Não me importa que no lugar do esperado sim, me chegue um não. Quer dizer, me importa, mas não me maltrata, pois sei que expectativa anda de mãos dadas: de um lado com a frustração, e do outro com o contentamento. Consciente disso, o tombo é leve e a superação é certa. Perde-se no máximo, o ânimo. Mas é momentâneo e antes do esperado, já limpamos os joelhos e ficamos de pé, enquanto ecoa aquela voz vinda lá da infância "pronto, pronto, foi só um pulo, já passou". E nasce outra esperança.
Expectativa nada mais é do que uma probabilidade. É o balé da vida. Quem pega o ritmo, ginga melhor.
Decepção é diferente. Você está desprevenida, não se fundou em viabilidades. Apenas acreditou, amou, acolheu, acatou, confiou, esperou, enfim, se iludiu.
Ilusão é um engano dos sentidos é um projeto quimérico, sempre solitário, mas que só ocorre porque sua existência se dá a partir de outras. São poucos palcos a serem divididos por muitos personagens. Cenas de menos, protagonistas de mais, ou vice-versa. Não importa. Acho tudo meio profético, após tantas que passei é mais fácil pensar dessa maneira.

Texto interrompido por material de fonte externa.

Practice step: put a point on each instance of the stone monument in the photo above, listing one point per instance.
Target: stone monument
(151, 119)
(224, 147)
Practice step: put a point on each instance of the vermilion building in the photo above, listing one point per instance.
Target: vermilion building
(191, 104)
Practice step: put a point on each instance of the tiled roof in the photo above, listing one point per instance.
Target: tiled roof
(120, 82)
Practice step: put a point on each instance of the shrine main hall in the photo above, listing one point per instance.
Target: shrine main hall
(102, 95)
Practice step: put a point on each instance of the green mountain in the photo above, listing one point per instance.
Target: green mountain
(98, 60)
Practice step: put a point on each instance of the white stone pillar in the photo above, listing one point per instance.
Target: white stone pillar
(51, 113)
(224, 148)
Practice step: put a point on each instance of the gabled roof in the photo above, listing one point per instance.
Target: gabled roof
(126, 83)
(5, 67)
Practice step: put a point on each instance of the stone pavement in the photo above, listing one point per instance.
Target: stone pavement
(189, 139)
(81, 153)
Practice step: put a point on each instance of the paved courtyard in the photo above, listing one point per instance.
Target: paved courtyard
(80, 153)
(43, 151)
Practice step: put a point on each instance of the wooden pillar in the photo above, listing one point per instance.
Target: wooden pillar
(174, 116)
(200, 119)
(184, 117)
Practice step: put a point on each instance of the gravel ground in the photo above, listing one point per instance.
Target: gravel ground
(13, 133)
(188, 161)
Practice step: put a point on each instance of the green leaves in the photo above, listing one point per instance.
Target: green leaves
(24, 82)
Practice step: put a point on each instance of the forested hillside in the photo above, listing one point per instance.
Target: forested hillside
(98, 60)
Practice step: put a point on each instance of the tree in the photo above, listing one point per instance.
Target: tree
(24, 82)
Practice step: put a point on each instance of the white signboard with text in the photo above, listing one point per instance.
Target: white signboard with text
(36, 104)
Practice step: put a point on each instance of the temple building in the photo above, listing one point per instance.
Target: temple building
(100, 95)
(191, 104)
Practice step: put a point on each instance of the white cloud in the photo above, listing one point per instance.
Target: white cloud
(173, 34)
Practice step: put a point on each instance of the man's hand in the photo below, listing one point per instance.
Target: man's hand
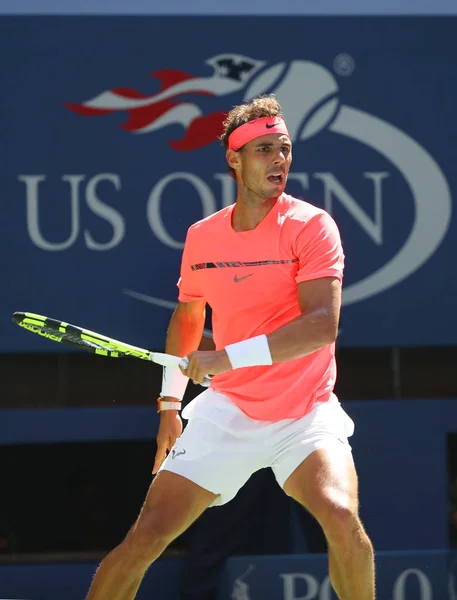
(170, 429)
(206, 363)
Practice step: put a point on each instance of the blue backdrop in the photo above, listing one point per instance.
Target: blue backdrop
(109, 153)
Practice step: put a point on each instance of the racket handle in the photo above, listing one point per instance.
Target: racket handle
(184, 363)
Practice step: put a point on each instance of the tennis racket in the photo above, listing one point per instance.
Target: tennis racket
(84, 339)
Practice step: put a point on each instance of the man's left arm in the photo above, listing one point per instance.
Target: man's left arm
(315, 327)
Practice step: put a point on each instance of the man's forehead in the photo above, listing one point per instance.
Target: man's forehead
(270, 139)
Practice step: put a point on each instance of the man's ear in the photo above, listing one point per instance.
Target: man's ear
(233, 159)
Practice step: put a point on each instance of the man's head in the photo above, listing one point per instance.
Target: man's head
(258, 147)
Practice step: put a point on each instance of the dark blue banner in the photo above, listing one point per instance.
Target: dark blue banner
(400, 576)
(109, 149)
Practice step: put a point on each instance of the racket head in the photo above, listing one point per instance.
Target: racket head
(77, 337)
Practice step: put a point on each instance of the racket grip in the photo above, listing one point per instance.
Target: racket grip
(184, 363)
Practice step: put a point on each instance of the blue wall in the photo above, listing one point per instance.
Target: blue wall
(111, 153)
(399, 448)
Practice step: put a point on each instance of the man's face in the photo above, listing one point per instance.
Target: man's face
(263, 164)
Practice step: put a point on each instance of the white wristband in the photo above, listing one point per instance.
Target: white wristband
(164, 405)
(250, 353)
(174, 383)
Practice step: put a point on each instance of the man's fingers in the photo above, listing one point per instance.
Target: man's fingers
(160, 456)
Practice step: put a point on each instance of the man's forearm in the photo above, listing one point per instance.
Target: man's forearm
(303, 335)
(184, 333)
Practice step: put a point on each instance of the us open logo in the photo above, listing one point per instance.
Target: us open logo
(312, 104)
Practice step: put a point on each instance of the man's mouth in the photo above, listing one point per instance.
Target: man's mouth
(276, 178)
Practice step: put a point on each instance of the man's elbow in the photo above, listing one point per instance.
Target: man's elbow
(326, 326)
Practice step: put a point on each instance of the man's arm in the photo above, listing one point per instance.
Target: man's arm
(317, 326)
(186, 328)
(184, 335)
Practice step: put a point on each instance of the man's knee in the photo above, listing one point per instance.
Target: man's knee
(341, 522)
(148, 538)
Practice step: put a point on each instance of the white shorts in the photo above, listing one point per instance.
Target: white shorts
(221, 447)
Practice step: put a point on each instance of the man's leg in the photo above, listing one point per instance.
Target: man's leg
(171, 506)
(326, 484)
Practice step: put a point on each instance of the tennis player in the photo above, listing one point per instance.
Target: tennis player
(271, 267)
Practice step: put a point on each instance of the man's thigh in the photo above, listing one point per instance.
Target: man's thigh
(215, 459)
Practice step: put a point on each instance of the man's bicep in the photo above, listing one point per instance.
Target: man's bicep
(195, 309)
(321, 295)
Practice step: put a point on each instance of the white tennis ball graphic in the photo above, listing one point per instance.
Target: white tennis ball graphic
(307, 93)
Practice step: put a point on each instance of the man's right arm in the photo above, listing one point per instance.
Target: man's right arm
(186, 328)
(184, 335)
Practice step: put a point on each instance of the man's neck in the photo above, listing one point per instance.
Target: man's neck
(248, 213)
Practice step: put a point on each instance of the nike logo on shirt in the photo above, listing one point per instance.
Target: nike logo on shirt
(237, 279)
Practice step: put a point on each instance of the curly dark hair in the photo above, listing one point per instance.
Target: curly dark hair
(263, 106)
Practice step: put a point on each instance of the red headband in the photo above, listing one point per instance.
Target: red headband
(253, 129)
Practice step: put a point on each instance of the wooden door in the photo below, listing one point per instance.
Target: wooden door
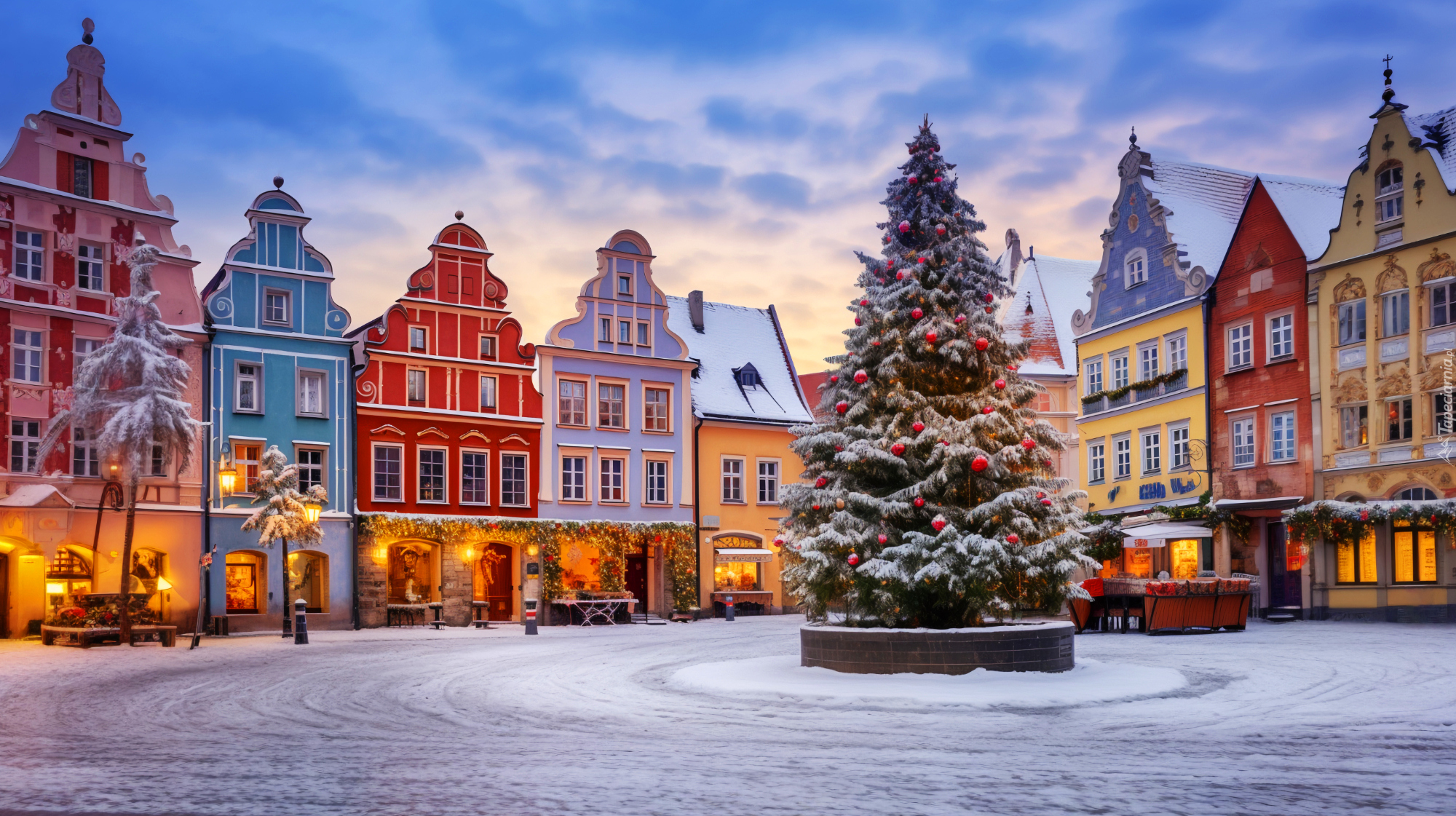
(499, 592)
(637, 580)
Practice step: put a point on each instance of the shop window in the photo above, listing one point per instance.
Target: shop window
(513, 480)
(614, 474)
(656, 410)
(1352, 322)
(308, 579)
(737, 577)
(611, 405)
(474, 478)
(1355, 561)
(1355, 426)
(411, 573)
(1396, 314)
(1401, 420)
(30, 256)
(1413, 552)
(244, 579)
(573, 405)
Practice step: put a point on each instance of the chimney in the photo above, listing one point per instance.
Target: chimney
(695, 309)
(1014, 248)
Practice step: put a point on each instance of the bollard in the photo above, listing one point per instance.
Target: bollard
(301, 622)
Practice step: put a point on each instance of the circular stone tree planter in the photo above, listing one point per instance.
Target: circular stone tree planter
(1014, 647)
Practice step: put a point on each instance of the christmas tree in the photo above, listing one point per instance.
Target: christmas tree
(930, 499)
(283, 515)
(132, 389)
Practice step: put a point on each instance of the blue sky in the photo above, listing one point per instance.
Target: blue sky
(749, 142)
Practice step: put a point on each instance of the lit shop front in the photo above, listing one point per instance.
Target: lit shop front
(739, 573)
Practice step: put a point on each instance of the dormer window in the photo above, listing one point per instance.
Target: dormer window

Decepção tem a capacidade de transformar o solo firme sobre o qual eu piso, em um corpo fluídico, que se deforma e me deforma (ou seria o contrário?). A mesma voz carinhosa ecoa da infância com cheiro bom de fim de tarde na casa da minha avó "levanta! foi só um pulo... passou". Mas eu nunca levanto. E nunca passa. Mas, como nunca é um tempo longo demais... Levanto. Mas faltam pedaços. Acho até que nem são fundamentais porque sigo com todas as minhas funções vitais.
O olhar é outro. Nada do que sentia, é sentido como antes. Percebo tantas coisas que já estavam ali. Porque eu não via? Talvez me poupasse.
Decepção tem um aprendizado singular que descobri com propriedade - ela não te permite sentir-se vítima, simplesmente porque nunca há algozes. Quando não há injustiça não há impotência. Você não fica incapaz minuto nenhum. Tudo partiu de você e voltou para você. Você idealizou, você esperou, você sentiu, você, você, você! A responsabilidade da decepção é sua. E é a dor dessa consciência que te mata e te devolve à vida. Você se culpa e se perdoa. Você se abandona e se acolhe. E protagoniza sozinha essas cenas, e aquele palco antes repleto de personagens, por um tempo fica sendo seu. E você vai recriando cenários futuros (depois que entende que passado passou), vai imaginando diálogos, vai recolocando os personagens "em seus quadrados" como em um difícil dominó (onde não há xeque-mate), vai reeditando textos passados para melhor escrever os textos futuros. Reeditando a sua vida.
Como escreveu Fernando Pessoa “Sinto-me nascido a cada momento, para a eterna novidade do mundo.”